Subject: Re: Failing drive or cable? You decide.
To: Kevin P. Neal <kpneal@pobox.com>
From: Andrew Gillham <gillham@vaultron.com>
List: port-i386
Date: 10/27/2000 10:27:36
Kevin P. Neal writes:
> 
> It might have helped if I had been a bit more specific. The ailing drive
> is a SCSI drive. The IDE drives have been running fine. 
> 
> I'll check my cabling tonight to see if I actually do have loose connectors.
> 
> I'll also check and verify that I have parity enabled. I had to muck with
> every knob in sight to get the machine to boot.
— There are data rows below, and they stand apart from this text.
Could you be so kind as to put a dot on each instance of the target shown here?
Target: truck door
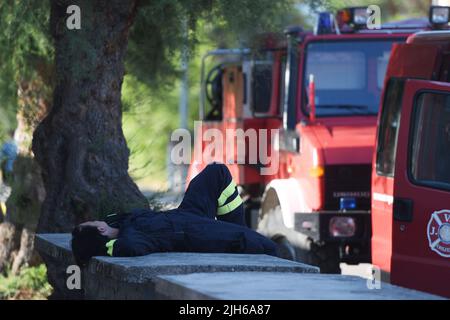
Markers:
(383, 176)
(421, 204)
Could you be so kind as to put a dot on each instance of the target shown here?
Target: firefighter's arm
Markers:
(133, 243)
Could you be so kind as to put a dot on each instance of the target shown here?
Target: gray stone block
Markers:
(277, 286)
(133, 277)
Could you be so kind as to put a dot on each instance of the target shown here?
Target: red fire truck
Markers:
(411, 171)
(321, 91)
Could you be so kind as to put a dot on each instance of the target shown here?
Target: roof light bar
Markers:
(439, 16)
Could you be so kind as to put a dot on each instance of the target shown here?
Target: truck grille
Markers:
(348, 181)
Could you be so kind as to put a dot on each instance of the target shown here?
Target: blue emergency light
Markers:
(325, 24)
(347, 203)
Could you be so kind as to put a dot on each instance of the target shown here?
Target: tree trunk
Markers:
(80, 145)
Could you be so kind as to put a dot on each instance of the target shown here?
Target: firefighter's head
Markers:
(87, 242)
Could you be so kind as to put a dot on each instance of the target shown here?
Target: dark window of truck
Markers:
(261, 87)
(430, 145)
(389, 125)
(348, 75)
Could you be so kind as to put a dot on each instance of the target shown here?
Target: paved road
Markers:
(363, 270)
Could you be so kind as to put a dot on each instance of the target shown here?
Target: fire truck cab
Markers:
(319, 92)
(411, 170)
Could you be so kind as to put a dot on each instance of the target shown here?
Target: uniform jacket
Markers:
(144, 231)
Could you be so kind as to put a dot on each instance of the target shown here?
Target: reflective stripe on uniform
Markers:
(229, 206)
(109, 246)
(226, 193)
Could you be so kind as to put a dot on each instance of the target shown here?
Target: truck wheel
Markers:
(326, 257)
(285, 248)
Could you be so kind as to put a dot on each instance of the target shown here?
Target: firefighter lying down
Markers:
(209, 219)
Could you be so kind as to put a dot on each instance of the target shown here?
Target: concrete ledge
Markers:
(278, 286)
(133, 278)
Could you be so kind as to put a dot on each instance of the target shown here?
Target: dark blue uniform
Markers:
(209, 219)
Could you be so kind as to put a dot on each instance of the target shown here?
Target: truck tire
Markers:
(325, 256)
(285, 249)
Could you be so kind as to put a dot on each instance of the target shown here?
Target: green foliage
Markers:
(390, 10)
(161, 27)
(25, 49)
(31, 283)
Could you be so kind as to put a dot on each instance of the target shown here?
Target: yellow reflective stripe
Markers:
(226, 193)
(229, 206)
(109, 246)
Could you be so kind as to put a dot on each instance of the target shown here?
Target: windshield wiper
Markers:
(344, 106)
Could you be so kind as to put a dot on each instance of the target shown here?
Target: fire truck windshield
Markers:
(348, 76)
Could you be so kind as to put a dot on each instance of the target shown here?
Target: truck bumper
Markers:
(352, 249)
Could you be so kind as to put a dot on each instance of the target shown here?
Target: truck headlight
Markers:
(439, 15)
(360, 16)
(342, 227)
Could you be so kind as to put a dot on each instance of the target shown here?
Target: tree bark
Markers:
(80, 145)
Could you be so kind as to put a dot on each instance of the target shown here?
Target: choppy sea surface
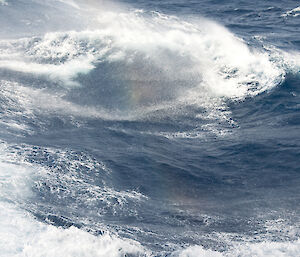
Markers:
(149, 128)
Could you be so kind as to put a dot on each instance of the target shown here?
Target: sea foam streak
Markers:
(161, 65)
(22, 235)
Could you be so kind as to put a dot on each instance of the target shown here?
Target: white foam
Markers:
(21, 235)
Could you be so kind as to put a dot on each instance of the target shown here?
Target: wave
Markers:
(133, 64)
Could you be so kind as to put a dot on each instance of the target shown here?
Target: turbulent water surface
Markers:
(149, 128)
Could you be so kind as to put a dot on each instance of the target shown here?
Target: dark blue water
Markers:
(149, 128)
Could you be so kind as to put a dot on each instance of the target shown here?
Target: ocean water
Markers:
(149, 128)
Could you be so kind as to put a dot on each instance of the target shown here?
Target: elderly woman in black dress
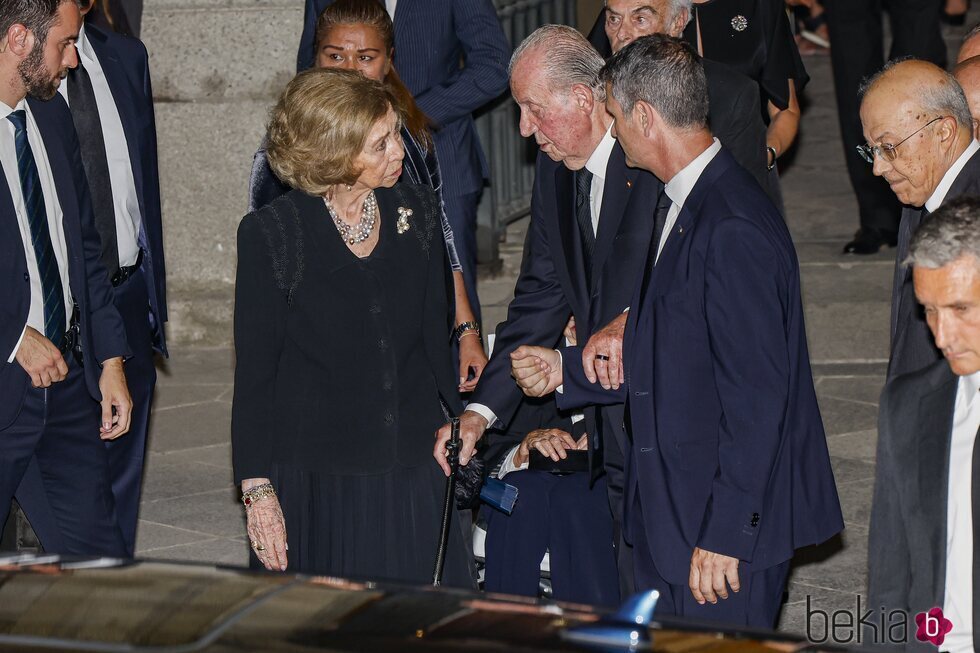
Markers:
(342, 341)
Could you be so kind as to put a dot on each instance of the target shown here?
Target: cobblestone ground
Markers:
(190, 509)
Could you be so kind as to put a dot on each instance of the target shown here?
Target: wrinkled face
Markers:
(380, 161)
(950, 296)
(918, 167)
(628, 20)
(560, 127)
(355, 47)
(48, 63)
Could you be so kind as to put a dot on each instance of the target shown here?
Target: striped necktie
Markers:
(37, 218)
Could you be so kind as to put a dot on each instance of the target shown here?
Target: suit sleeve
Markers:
(577, 390)
(888, 568)
(536, 316)
(745, 296)
(260, 310)
(107, 330)
(483, 76)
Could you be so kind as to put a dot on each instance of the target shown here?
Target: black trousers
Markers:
(55, 442)
(856, 32)
(125, 454)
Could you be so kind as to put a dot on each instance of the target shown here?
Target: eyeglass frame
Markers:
(869, 152)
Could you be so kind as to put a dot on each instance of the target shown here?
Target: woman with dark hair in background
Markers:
(359, 35)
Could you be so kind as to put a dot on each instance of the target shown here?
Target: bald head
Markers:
(967, 73)
(916, 113)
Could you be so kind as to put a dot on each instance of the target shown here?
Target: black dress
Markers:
(341, 365)
(754, 38)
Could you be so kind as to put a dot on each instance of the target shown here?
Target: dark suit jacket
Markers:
(728, 451)
(297, 327)
(734, 111)
(908, 513)
(126, 66)
(102, 332)
(912, 346)
(552, 284)
(431, 36)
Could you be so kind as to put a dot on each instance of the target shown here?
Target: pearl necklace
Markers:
(360, 232)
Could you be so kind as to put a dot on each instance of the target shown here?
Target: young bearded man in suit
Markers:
(924, 515)
(62, 387)
(728, 470)
(919, 138)
(431, 38)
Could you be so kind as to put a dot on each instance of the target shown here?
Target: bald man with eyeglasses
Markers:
(919, 134)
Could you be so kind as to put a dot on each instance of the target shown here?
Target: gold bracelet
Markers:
(257, 493)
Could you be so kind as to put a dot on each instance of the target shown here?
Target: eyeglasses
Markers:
(887, 151)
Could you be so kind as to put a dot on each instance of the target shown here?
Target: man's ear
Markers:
(18, 40)
(583, 98)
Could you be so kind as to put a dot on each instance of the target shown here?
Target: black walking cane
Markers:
(452, 456)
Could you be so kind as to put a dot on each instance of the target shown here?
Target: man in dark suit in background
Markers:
(734, 113)
(591, 220)
(919, 135)
(728, 470)
(923, 530)
(856, 31)
(62, 387)
(111, 101)
(431, 39)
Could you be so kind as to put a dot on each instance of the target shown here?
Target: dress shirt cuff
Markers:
(484, 412)
(508, 465)
(13, 354)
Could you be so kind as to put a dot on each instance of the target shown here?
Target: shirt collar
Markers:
(939, 195)
(600, 155)
(681, 185)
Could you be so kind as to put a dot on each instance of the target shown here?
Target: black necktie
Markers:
(37, 217)
(583, 213)
(85, 115)
(975, 492)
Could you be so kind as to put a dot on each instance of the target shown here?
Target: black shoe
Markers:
(870, 240)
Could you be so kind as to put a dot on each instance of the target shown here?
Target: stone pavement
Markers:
(190, 509)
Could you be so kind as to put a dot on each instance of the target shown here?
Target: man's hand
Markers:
(536, 369)
(115, 394)
(471, 357)
(41, 359)
(471, 428)
(606, 342)
(709, 571)
(549, 442)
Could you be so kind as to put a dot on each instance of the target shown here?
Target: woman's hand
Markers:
(266, 529)
(471, 357)
(549, 442)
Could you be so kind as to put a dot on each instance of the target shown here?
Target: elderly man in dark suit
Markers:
(591, 220)
(62, 386)
(924, 532)
(728, 470)
(733, 107)
(919, 135)
(431, 38)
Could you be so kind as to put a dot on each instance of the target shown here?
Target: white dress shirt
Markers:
(681, 185)
(597, 163)
(52, 206)
(958, 602)
(939, 195)
(125, 202)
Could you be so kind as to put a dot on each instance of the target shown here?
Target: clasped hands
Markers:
(44, 364)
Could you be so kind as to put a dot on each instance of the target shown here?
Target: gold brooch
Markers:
(403, 215)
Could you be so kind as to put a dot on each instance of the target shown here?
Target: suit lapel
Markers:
(934, 428)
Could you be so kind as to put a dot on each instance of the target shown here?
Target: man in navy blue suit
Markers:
(728, 470)
(62, 387)
(431, 38)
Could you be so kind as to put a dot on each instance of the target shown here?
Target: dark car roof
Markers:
(105, 605)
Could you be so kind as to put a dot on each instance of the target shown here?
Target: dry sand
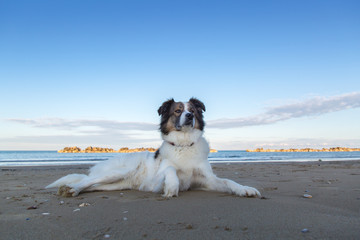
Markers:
(333, 212)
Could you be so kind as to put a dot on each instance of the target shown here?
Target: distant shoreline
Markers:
(335, 149)
(109, 150)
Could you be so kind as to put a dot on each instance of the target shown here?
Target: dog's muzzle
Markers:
(189, 117)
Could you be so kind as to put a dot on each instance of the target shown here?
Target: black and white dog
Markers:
(181, 163)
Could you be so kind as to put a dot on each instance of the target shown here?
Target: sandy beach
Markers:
(28, 211)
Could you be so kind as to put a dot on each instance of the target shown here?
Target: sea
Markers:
(53, 158)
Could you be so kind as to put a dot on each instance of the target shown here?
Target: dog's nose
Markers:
(189, 116)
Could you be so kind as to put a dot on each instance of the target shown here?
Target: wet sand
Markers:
(28, 211)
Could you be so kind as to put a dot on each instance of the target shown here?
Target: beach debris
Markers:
(227, 228)
(189, 226)
(307, 196)
(64, 191)
(32, 207)
(84, 204)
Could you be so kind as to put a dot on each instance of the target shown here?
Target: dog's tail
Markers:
(71, 178)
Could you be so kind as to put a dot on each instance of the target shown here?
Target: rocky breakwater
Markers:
(108, 150)
(335, 149)
(103, 150)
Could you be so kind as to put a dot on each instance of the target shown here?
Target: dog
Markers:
(181, 163)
My drives wouldn't probe
> by NetBSD unless I disabled sync transfers in the SCSI card BIOS settings
> (what's the proper term for that, anyway?).

You might try to format the SCSI drive.  This should cause the drive to
remap any bad sectors.  Of course it should be doing that already, but
perhaps it is a marginally bad sector. :-)

I have an IDE drive at work that will shutdown when an attempt is made to
write to a certain area on the disk.  The area is certainly bad, but it is
difficult to mark it as such as the drive shuts off and scandisk, etc can't
handle it. :(

Anyway, you can also get some SCSI utilities from PTG, Peripheral Technology
Group, which bought up some of the Micropolis stuff.  They have a utility
called "adiag" (I think) that will work on any SCSI drive via an ASPI
driver.  It will scan a drive for bad sectors and create a script that you
can then run which tells the drive to remap them.  It is a DOS program.